Reçu par mail, le 25/11/2020.

Constats d’AED sur la situation en milieu scolaire

Londonderry kids Christine Spengler 1972

Nous partageons ici une analyse de la situation en milieu scolaire au temps de la pandémie. L’originalité, ici, réside dans le point de départ : les auteur·ice·s ne sont ni des profs ni des lycéen·ne·s ou des étudiant·es, mais des assistant·es d’éducation, qui, plutôt que de s’indigner, s’engagent à soutenir les élèves faisant face à la répression, mais aussi à écrire et à s’organiser face à la situation.

Nous partons de constats et d’expériences locales aux similitudes dérangeantes.

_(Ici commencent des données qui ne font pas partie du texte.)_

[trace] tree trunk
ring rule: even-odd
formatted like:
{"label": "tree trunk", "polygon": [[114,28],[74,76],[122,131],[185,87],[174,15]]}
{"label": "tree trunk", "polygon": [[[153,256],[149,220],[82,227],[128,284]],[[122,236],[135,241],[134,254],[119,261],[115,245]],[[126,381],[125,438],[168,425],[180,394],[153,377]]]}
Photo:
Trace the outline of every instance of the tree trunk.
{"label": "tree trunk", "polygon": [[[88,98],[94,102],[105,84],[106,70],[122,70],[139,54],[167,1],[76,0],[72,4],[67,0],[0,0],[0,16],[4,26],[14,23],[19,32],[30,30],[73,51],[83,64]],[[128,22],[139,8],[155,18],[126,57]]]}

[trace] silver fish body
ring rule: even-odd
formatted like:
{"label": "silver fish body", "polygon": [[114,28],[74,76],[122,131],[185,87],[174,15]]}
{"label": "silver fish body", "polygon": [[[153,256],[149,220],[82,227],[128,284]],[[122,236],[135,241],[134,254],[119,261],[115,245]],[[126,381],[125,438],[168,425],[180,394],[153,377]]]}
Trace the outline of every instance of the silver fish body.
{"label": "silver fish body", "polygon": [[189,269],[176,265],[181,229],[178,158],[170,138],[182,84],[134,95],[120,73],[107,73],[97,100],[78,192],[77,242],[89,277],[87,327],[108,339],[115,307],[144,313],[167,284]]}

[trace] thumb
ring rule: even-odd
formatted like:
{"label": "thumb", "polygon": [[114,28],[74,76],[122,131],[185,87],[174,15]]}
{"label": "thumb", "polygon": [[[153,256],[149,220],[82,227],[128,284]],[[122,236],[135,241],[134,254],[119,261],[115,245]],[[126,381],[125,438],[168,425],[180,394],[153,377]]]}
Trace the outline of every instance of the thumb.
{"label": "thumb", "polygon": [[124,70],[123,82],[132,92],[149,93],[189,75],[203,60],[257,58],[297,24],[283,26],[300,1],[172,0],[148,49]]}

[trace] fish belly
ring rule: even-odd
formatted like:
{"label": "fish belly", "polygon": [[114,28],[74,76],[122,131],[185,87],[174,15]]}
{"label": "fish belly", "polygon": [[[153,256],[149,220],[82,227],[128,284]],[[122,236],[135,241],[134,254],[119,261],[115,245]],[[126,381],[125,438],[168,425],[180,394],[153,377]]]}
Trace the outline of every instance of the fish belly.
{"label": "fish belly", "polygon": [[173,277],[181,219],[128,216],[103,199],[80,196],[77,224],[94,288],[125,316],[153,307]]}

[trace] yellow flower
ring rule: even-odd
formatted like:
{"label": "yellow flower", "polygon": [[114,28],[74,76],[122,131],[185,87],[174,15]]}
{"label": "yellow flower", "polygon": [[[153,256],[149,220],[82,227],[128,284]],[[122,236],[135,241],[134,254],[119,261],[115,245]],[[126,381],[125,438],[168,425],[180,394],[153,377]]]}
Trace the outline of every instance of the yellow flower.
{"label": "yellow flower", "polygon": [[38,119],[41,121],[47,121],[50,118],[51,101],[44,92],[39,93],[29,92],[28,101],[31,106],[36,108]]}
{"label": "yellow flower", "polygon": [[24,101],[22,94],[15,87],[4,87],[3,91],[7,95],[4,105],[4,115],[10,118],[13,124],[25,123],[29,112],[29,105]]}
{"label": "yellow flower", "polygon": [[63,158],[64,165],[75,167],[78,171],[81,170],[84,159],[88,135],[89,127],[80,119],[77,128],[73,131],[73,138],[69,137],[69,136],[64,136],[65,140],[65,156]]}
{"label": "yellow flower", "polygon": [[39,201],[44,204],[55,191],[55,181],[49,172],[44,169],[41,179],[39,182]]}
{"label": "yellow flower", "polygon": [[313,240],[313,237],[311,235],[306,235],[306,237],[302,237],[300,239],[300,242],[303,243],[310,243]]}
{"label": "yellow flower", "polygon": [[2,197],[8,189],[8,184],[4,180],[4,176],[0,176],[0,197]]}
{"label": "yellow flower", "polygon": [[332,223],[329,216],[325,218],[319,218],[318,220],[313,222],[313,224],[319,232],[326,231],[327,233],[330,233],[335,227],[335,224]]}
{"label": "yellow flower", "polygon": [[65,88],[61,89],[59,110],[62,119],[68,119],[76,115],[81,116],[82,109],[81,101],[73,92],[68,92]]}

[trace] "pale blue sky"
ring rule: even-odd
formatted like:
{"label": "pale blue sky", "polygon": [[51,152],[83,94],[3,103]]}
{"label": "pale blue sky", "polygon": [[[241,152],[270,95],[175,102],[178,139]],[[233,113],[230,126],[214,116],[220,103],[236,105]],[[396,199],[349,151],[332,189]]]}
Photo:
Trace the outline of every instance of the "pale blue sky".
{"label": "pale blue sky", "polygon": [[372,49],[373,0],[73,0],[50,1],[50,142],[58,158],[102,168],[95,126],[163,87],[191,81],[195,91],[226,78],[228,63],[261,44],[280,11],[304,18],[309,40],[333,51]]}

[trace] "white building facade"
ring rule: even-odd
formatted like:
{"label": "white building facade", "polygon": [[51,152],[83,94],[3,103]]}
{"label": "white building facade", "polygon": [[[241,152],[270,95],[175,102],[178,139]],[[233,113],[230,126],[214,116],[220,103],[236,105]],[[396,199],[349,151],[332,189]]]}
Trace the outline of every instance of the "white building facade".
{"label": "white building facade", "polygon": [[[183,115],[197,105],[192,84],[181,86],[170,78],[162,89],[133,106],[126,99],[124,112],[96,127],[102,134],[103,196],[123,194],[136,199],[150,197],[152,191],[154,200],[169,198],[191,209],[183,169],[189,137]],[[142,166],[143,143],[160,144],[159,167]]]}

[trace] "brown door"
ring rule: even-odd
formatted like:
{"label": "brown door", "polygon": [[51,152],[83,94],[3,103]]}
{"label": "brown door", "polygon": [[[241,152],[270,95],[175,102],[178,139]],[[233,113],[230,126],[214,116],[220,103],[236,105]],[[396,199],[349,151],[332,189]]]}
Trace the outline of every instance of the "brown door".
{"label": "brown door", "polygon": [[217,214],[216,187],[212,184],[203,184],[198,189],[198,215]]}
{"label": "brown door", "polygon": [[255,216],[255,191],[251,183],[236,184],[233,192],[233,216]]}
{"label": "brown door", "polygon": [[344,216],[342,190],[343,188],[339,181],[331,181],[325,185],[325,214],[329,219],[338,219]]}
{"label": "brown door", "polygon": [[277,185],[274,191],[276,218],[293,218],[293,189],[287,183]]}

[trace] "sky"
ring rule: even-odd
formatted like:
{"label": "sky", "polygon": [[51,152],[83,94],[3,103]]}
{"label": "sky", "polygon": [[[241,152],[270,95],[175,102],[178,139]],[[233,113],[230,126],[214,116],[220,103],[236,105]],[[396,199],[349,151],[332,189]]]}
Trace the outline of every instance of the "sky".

Pour commencer, ce qui nous pousse à écrire est le résultat d’une politique gouvernementale à long terme et la récente et courte gestion de la pandémie. De plus, si nous prenons position, c’est qu’il n’existe pas de consensus au sein du milieu scolaire et que finalement, nous ne le recherchons pas. En revanche, ce que nous poursuivons (et pas seulement dans le milieu scolaire), est de révéler un conflit et d’alimenter un rapport de force, qui, de fait, nous est encore défavorable, pour conduire à des avancées stratégiques. Pour terminer, il nous parait nécessaire de défaire une idée et de souligner que les professeur·es ne sont pas les seul·e·s qui composent la longue liste du personnel au sein des établissements scolaires. Iels ont souvent été les seul·es interlocuteur·ice·s autorisé·e·s, position qu’ils ont souvent acceptée, alors qu’une pluralité de positions existent : AESH, AED, AVS, agents, personnel administratif, médecin, documentaliste, intervenants extérieurs et tant d’autres. Il s’agit alors de ne plus cacher la multitude des expériences qui règnent, ainsi, et avant toute chose, le sort réservé aux enfants, qui seront dans les années à venir, les propagateurs culpabilisés et traumatisés du virus.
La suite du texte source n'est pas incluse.